Part One of  ITML contains Chapters 1 and 2 in which the authors introduce the readers to roles technology plays in education and its future.  The major themes contained in the textbook, namely the tools approach, activity-based approaches to learning and teaching, active roles for learners, multidisciplinary-based programs, cooperative learning environments, and teachers as facilitators (and change agents), are all found in the early chapters of the textbook as well as the manner in which educational technology fits contemporary educational models or designs.

In addition to the coverage of the uses of technology in Chapters 1 and 2, the writers also give attention to the inequities in technology use, present an argument for change in points of view toward education, and urge for a revision to the way in which technology is used in schools. There are thought provoking ideas presented periodically throughout the work.

Another feature of the early chapters found in Part One is that of cognitive models in learning, fundamental properties of mental activity, metacognitive control functions, and conceptual models of active learning, among which is a very informative treatment of suggestions by constructivists  for appropriate learning experiences.
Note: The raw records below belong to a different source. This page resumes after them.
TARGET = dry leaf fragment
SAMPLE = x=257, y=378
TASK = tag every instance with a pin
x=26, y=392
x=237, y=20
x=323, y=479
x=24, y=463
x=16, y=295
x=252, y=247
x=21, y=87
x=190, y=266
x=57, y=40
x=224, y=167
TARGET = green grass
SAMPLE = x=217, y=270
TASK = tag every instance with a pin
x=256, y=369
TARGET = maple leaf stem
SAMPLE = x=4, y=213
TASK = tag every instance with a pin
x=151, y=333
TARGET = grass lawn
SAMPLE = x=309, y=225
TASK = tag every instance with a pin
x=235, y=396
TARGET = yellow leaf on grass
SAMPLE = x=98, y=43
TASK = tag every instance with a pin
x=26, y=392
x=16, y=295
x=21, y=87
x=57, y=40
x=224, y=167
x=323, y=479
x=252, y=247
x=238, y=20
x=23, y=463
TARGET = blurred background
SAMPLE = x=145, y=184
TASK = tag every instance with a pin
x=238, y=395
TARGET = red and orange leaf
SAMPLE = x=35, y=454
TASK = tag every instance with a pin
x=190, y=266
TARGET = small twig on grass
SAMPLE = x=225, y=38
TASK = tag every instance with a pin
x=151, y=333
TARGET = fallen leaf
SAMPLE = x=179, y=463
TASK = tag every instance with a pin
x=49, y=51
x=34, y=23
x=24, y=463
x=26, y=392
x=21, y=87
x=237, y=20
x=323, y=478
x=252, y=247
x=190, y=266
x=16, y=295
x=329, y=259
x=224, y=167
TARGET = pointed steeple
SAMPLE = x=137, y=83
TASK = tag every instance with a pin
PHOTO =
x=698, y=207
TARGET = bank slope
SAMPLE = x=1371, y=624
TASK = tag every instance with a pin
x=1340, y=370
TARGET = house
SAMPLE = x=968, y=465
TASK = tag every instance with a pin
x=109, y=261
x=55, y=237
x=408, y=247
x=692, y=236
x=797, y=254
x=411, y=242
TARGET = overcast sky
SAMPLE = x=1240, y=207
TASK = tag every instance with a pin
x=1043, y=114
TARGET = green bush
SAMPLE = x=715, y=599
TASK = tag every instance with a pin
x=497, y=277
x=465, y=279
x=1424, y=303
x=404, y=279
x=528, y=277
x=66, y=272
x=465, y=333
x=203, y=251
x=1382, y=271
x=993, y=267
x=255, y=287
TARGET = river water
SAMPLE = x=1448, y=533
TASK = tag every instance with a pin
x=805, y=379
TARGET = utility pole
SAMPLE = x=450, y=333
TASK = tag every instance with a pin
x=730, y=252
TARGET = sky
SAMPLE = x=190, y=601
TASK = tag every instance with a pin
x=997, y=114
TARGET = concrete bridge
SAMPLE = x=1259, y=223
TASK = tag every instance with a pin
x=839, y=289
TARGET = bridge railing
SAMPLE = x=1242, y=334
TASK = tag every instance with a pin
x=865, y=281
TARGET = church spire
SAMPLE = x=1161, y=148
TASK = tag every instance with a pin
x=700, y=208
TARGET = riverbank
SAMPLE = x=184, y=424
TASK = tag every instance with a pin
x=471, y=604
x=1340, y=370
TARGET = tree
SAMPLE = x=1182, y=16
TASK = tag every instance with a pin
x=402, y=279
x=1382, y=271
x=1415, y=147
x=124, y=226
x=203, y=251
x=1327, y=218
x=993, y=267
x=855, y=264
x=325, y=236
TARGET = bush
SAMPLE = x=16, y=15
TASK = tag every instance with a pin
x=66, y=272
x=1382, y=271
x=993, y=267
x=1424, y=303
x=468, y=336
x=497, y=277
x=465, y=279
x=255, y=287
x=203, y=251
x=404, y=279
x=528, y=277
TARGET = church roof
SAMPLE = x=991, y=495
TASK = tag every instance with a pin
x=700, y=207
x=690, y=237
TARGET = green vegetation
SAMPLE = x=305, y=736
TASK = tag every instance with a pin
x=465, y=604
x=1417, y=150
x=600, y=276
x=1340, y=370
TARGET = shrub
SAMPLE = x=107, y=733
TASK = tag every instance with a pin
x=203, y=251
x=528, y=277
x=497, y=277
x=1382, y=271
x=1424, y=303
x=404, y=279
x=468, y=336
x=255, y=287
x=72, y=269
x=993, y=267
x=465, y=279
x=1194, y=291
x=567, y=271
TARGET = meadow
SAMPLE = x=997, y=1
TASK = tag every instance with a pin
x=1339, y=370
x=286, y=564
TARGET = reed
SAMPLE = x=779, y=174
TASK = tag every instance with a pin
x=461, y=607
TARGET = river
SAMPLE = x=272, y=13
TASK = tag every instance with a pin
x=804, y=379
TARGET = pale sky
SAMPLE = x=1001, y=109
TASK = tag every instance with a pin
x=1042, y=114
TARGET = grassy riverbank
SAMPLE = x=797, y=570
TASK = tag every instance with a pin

Part Two of ITML consists of Chapters 3 through 10.  The emphasis is on categories of software, frequently used computer tool applications, electronic mail, World Wide Web browsers, and multimedia devices.  Uses of instructional software for subject matter learning, learning from programming experiences, using tools such as word processors (et. al.), implementing internet activities, applying multimedia skills in the classroom, learning to work with graphics and audio devices, and learning from student projects, all comprise Part Two of the work.  A reader may assume that any use of educational media in the area of computers, computer software, and periperals will be contained in this section in one way or another along with innovative ways of introducing, implementing, and pursuing valid learning experiences.

Finally, Part Three and its single, Chapter 11, conclude the text portion of  Integrating Technology for Meaningful Learning.  Contained therein are issues and concerns related to using educational technology responsibly.  Among those items are equity concerns or questions,  issues related to copyrights and intellectual property, and computer viruses.  Some vital issues are presented.


Although the textbook is lengthy, it is an anthology that contains almost anything and everything that was known about educational media at the time it was submitted for publication.  However, as indicated by the authors early in the work, things are changing so quickly in the area of educational technology and computer science that by the time the book was distributed, some of the information was outdated.  Still, much of the information in terms of learning theories, classroom activities, assessment, just to mention a few items, will be of use for many years to come.  This is a valuable resource to educators at all levels who make use of educational media.